Pat O'Connell, the owner of a fish stall, showed the royals fresh salmon caught a short distance from the market in the River Lee.

He said: "It's been an incredible visit. It's fantastic for Cork city, fantastic for the English market and fantastic for local Irish produce."

Mr O'Connell said the welcome afforded to the prince was evidence of how far relations between the UK and Ireland have improved.

He added: "I think he expected a good welcome but this was way more than he expected really. It's how far we've come and let's keep going on that road."

Charles and Camilla attended separate events during the day, with the prince visiting the National Maritime College of Ireland near Cork.

He was left impressed by the apparent sensation of a ship in stormy waters when he stood on the bridge of a simulator.

Later he visited the nearby headquarters of the Irish Navy.

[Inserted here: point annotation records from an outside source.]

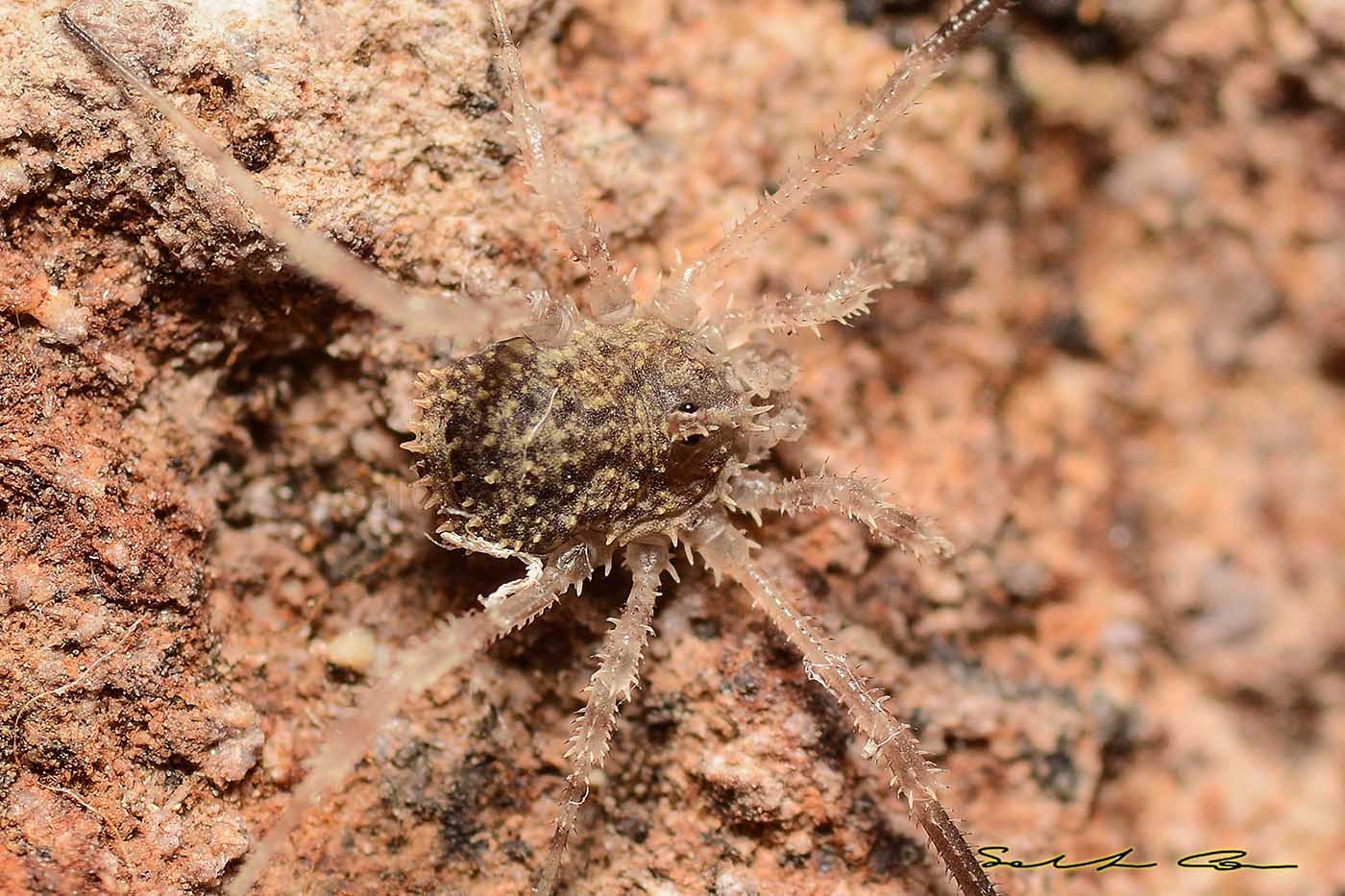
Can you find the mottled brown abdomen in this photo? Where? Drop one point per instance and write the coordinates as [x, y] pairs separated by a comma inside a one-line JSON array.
[[530, 447]]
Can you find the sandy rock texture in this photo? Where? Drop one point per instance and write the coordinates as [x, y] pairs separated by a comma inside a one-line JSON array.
[[1118, 381]]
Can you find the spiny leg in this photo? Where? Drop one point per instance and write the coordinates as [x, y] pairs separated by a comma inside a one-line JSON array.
[[507, 608], [616, 677], [320, 258], [608, 294], [861, 499], [775, 588], [847, 295], [921, 64]]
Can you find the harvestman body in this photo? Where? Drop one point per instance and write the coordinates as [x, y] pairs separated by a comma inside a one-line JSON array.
[[629, 425]]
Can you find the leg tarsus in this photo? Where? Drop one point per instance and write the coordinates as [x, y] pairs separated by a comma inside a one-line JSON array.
[[846, 296], [316, 255], [454, 644], [612, 684], [921, 64], [608, 295], [861, 499], [729, 552]]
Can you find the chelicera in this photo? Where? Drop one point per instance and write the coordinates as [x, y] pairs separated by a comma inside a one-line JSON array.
[[621, 425]]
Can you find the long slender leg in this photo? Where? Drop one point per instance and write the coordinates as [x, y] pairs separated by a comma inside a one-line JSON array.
[[775, 588], [616, 677], [320, 258], [861, 499], [917, 70], [461, 640], [846, 296], [608, 294]]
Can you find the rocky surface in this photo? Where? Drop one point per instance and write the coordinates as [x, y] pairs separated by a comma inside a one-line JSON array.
[[1118, 382]]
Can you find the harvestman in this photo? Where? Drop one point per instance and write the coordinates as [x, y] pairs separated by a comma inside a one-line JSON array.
[[622, 424]]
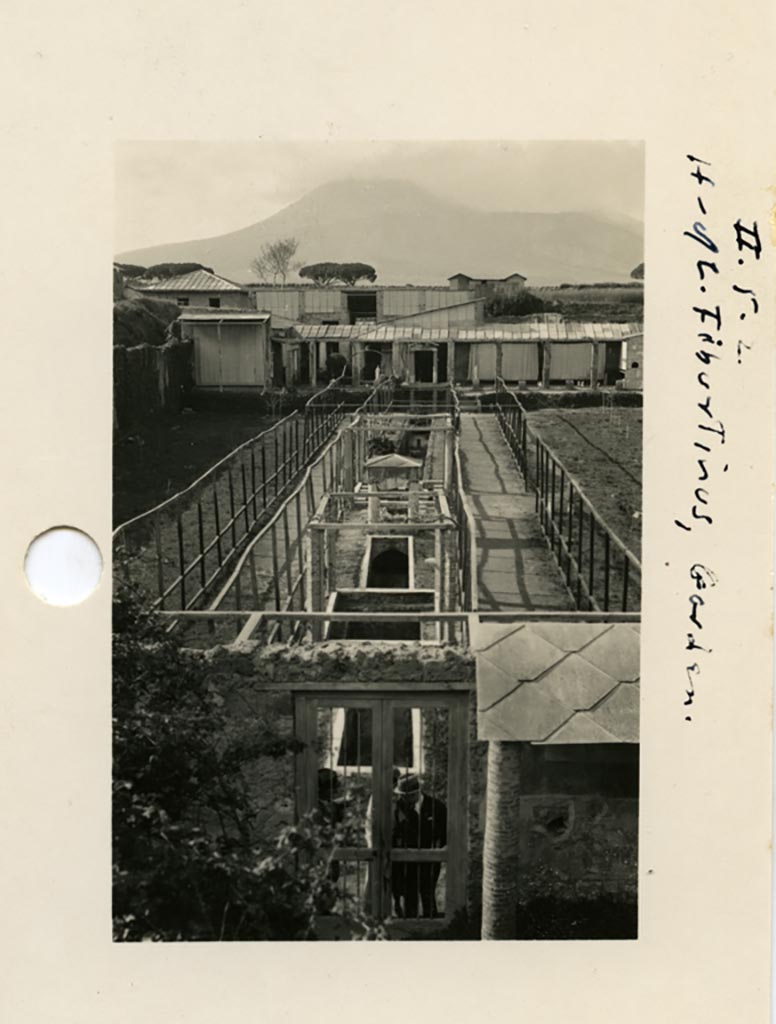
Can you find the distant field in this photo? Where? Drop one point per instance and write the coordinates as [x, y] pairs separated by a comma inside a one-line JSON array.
[[171, 452], [597, 302], [602, 450]]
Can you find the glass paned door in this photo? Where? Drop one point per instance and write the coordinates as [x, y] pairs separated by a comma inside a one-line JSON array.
[[389, 773]]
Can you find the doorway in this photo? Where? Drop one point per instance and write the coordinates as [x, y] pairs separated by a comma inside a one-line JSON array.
[[390, 770], [361, 305], [424, 366]]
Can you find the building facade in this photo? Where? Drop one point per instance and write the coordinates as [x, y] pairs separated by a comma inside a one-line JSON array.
[[201, 288]]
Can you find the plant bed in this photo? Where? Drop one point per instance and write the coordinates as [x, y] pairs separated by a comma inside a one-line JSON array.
[[171, 452], [592, 919]]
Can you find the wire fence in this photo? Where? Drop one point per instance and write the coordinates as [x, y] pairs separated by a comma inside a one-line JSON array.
[[271, 570]]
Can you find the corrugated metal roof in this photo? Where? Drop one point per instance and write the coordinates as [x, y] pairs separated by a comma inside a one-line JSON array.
[[214, 315], [198, 281], [558, 682], [566, 331], [469, 276]]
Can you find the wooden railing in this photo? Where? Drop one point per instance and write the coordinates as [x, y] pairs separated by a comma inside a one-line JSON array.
[[600, 571], [270, 571], [293, 627], [179, 550]]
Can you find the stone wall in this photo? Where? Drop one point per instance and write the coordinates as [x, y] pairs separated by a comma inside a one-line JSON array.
[[577, 807]]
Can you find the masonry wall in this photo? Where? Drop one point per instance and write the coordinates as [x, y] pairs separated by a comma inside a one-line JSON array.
[[577, 808]]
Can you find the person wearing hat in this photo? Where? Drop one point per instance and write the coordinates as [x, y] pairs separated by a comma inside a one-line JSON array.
[[331, 808], [420, 822]]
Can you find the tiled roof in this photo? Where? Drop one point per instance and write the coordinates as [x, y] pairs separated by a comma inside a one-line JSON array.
[[214, 315], [558, 682], [198, 281], [564, 331], [470, 278], [392, 461]]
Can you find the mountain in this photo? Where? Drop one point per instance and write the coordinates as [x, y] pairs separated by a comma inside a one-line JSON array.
[[413, 237]]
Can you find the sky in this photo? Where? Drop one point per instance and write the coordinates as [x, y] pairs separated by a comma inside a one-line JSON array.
[[180, 190]]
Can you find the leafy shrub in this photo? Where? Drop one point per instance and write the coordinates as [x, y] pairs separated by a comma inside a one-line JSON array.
[[522, 304], [186, 861]]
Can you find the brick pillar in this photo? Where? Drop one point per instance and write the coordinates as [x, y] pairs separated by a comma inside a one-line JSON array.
[[594, 345], [314, 558]]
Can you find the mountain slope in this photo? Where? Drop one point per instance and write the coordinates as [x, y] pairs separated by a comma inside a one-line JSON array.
[[412, 237]]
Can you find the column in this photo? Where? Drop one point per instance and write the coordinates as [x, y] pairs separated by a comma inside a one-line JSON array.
[[501, 858]]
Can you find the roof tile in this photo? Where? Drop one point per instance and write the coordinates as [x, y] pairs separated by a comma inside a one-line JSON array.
[[616, 653], [569, 636]]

The heir to the throne stepped on board the off-shore patrol vessel which the simulator was based on - thought to be the first time a member of the royal family has boarded an Irish naval vessel.

Meanwhile the duchess visited a women's refuge in Cork which has supported the victims of domestic violence for more than 40 years, offering counselling and support for women and children.

Camilla hailed the work of the refuge for letting women know "they are not alone".

She presented a hamper to the refuge filled with sweets, chocolate and fudge for the children who live there. She also met the artist in residence who works with children through art therapy.

Charles toasted his final night in Cork in Ireland's native language as he thanked the county for their "welcomes and hospitality".

He said: "You have been more kind and welcoming to us than we could ever believe possible.

"Our countries have travelled a troubled road together but reconciliation and understanding as our guide we have found a very important new path to share prosperity and security and together we are determined we must never lose our way again."

Before raising a glass to toast, Charles said: "To the President of Ireland and the people of Ireland and the special relationship between our two countries."

Charles and Camilla ended their trip to Co Cork at a private banquet in Crawford Art Gallery.

The dinner, hosted by Cork's Lord Mayor Tony Fitzgerald, celebrated the time the royal couple had spent in the county and involved many of the citizens the couple had met throughout the day.

The gallery holds some of Cork's most well-known local art and tributes to the famous faces who call the county home.

The dinner, held in an exhibition room, featured a menu showcasing the very best of local produce from Cork and the surrounding areas.

The royal couple head off on Friday for neighbouring county Kerry for the final day of their tour of Ireland.